Privacy Manager - Digital Personal Data Protection Act

We are hiring!!

A Privacy Manager plays a critical role in ensuring compliance with the Digital Personal Data Protection Act, 2023 (DPDP Act). The position involves overseeing privacy governance, implementing consent and notice frameworks, Policy & Procedures, managing grievance redressal, and acting as the single point of contact with the regulatory body.

Core responsibilities include conducting Data Protection Impact Assessments (DPIAs) for high-risk processing, monitoring compliance with retention and erasure norms, handling rights requests, and managing data breaches.
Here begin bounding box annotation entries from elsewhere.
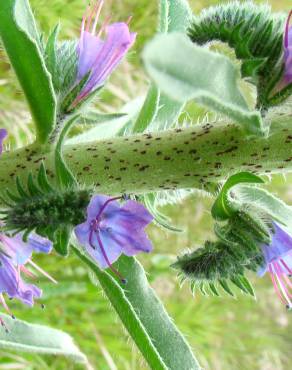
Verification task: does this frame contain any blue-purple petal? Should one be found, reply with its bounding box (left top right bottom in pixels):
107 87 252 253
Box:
258 222 292 276
77 23 136 101
86 228 122 269
75 195 153 268
0 254 42 306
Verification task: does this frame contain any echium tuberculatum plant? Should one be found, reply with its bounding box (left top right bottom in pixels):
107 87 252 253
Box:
0 0 292 370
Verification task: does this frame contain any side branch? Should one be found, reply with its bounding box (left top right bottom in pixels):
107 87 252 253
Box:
0 118 292 194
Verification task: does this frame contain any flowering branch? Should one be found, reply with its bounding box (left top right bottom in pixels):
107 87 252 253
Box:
0 116 292 199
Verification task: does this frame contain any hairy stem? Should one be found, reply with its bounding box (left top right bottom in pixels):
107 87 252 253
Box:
0 117 292 198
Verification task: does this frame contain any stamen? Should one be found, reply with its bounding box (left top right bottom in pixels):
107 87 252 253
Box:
0 317 9 333
27 260 58 284
126 15 133 26
269 265 287 305
86 1 99 32
275 263 292 306
0 293 15 320
20 266 37 279
96 15 112 37
95 231 127 284
95 197 122 220
284 10 292 48
280 258 292 275
91 0 104 35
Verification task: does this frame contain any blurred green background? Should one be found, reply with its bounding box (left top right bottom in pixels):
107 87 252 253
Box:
0 0 292 370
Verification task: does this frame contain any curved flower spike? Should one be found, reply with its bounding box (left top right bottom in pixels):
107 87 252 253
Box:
284 10 292 85
75 195 153 281
259 223 292 309
74 0 136 105
0 227 56 325
0 128 7 154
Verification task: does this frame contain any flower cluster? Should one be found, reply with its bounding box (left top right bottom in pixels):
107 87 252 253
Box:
75 195 153 283
73 0 136 105
259 222 292 309
0 129 56 330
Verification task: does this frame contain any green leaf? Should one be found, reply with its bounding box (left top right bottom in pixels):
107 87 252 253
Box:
233 185 292 230
0 314 87 363
55 114 79 188
160 0 192 33
77 109 127 125
132 85 160 133
0 0 56 143
219 279 234 297
143 33 267 135
74 248 200 370
66 97 143 145
211 172 264 220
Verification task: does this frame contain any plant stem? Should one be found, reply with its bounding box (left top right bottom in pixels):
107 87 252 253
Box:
0 117 292 198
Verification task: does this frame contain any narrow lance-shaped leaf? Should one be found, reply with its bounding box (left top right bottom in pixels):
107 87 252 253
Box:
211 172 264 220
0 314 87 363
233 185 292 229
143 33 267 135
0 0 56 143
74 248 200 370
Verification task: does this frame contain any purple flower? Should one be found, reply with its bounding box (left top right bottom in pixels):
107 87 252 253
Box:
0 128 7 154
73 0 136 106
259 222 292 309
0 233 56 325
284 10 292 85
75 195 153 281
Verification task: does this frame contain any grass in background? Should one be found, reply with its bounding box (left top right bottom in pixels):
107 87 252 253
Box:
0 0 292 370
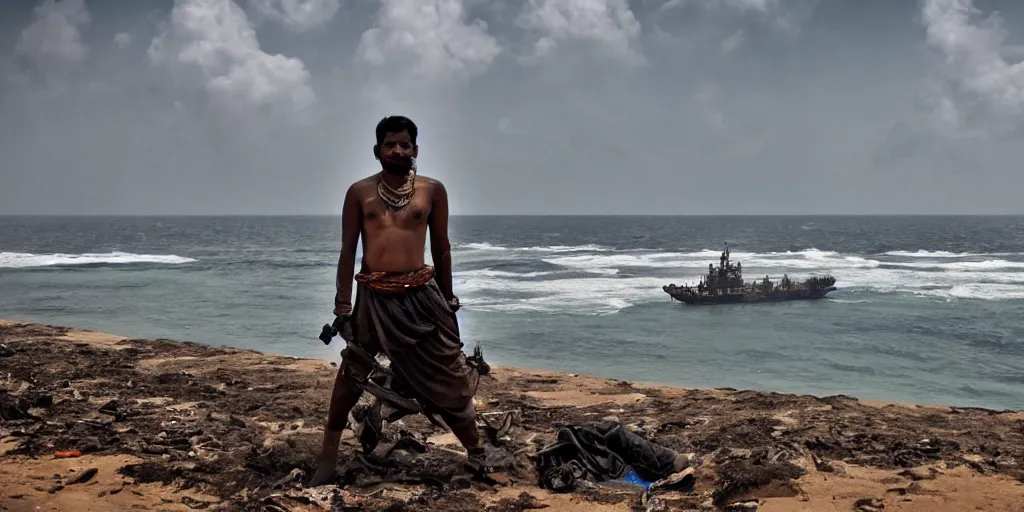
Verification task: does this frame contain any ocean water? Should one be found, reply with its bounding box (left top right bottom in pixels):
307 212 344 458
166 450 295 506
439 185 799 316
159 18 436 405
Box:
0 217 1024 409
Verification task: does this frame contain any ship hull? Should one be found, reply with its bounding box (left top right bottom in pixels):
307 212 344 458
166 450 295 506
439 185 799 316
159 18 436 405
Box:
666 287 836 306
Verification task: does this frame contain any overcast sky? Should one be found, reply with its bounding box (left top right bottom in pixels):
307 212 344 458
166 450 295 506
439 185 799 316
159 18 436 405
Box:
0 0 1024 214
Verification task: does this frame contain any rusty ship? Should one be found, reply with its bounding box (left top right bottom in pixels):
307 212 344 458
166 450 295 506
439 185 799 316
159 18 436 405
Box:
662 244 836 305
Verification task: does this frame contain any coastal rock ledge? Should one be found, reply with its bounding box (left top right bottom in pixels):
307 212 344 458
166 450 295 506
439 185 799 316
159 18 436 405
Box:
0 321 1024 512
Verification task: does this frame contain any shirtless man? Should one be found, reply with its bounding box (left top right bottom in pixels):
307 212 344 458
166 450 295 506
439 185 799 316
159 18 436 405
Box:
309 116 484 485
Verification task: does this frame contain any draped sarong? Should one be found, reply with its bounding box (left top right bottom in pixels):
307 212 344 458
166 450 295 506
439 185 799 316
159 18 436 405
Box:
342 266 480 427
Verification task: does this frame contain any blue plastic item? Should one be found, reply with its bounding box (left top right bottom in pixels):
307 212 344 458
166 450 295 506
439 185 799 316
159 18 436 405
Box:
623 469 651 488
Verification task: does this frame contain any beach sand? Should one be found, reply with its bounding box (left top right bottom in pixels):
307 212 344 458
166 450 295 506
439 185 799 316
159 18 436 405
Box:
0 321 1024 512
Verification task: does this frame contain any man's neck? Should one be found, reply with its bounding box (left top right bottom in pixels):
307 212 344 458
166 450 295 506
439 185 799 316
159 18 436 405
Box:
381 169 409 188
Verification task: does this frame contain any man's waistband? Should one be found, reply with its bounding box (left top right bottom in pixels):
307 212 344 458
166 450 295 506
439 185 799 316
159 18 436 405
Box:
355 265 434 292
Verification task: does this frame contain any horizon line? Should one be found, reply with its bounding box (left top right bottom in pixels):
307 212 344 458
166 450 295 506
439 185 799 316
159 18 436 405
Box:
0 213 1024 218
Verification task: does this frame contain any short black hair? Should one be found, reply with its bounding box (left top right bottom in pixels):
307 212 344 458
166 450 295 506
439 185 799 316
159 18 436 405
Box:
377 116 418 145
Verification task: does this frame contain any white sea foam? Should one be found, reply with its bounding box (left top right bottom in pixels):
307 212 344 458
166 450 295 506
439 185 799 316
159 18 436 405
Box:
456 245 1024 314
0 251 196 268
457 242 612 253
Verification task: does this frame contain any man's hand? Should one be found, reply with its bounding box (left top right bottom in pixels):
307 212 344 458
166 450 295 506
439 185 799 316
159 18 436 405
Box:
331 313 354 342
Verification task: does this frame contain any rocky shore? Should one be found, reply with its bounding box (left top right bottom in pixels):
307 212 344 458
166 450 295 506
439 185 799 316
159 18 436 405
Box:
0 321 1024 512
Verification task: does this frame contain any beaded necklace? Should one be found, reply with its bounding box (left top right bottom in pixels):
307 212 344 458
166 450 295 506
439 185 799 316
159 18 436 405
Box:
377 167 416 210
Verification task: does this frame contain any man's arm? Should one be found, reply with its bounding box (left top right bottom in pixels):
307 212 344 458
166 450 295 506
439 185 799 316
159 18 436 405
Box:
427 181 455 300
334 184 362 316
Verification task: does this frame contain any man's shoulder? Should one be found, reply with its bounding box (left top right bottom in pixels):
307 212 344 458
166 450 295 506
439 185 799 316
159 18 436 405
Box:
348 174 377 193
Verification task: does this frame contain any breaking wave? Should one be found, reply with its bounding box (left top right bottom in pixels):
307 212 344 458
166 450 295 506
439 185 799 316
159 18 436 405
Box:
0 251 196 268
455 243 1024 314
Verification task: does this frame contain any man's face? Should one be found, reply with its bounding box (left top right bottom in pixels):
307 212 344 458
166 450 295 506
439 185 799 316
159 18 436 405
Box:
379 131 419 176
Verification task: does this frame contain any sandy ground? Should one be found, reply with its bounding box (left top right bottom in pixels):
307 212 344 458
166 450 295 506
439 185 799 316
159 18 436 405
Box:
0 321 1024 512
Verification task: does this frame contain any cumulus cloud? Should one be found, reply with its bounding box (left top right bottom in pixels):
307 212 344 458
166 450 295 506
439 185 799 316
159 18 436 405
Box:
14 0 92 63
922 0 1024 134
355 0 502 89
518 0 646 65
251 0 341 32
114 32 131 48
148 0 315 110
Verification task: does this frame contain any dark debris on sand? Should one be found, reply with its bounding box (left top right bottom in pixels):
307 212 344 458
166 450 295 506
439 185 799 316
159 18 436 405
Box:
0 325 1024 512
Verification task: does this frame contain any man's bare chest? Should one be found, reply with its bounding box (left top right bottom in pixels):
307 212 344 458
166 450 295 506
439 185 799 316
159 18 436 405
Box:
361 191 430 229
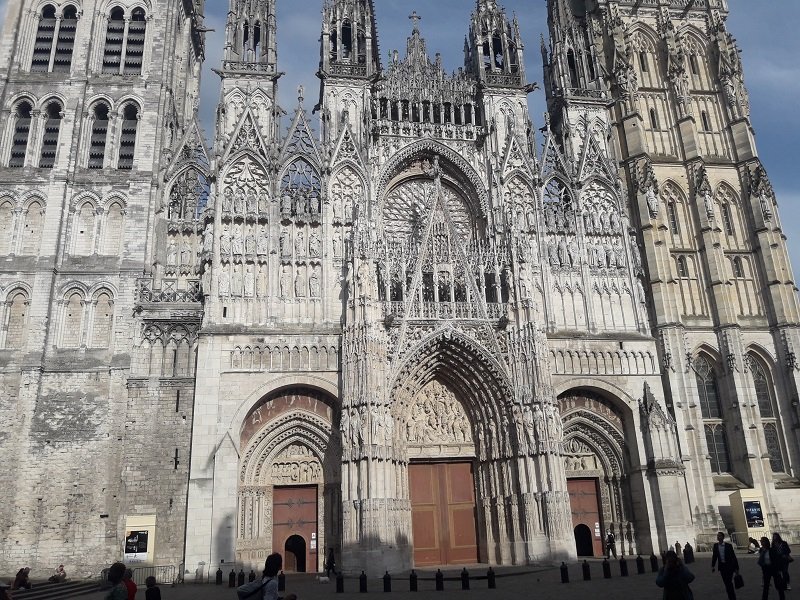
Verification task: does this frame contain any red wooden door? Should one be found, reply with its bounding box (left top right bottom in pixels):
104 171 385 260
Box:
567 479 603 556
408 462 478 566
272 485 319 572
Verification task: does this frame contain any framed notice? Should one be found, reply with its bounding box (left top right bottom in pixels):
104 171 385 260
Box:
125 530 150 562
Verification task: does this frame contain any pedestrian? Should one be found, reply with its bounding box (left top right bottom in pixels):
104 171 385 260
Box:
758 537 786 600
606 529 617 558
122 569 139 600
236 553 283 600
105 563 128 600
711 531 739 600
11 567 33 590
144 575 161 600
656 550 694 600
772 533 794 591
325 548 336 577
The role also requires developing privacy policies, training employees, and embedding privacy by design in financial products and digital platforms.

Functional skills include deep knowledge of the DPDP Act and sectoral regulations (RBI guidelines, SEBI norms are additional), risk assessment, incident management, and familiarity with Technology, IT security controls, encryption, and data governance frameworks. Certifications like DCPP / DCPLA (DSCI), FDPPI privacy certification, CIPM, CIPP/E, and ISO 27001:2022 Lead Auditor, ISO 27701 Implementer are highly valued.

Education Background: Bachelor's / Master's degree in law, Cyber Security, Information Technology, Information System

Year of experience: 10 to 14 years of work experience

Soft skills: Strong communication to explain complex privacy concepts to business and tech teams, stakeholder management across compliance, IT, and operations, analytical thinking for risk mitigation, ethical judgment, and leadership to drive a privacy-first culture in a highly regulated environment.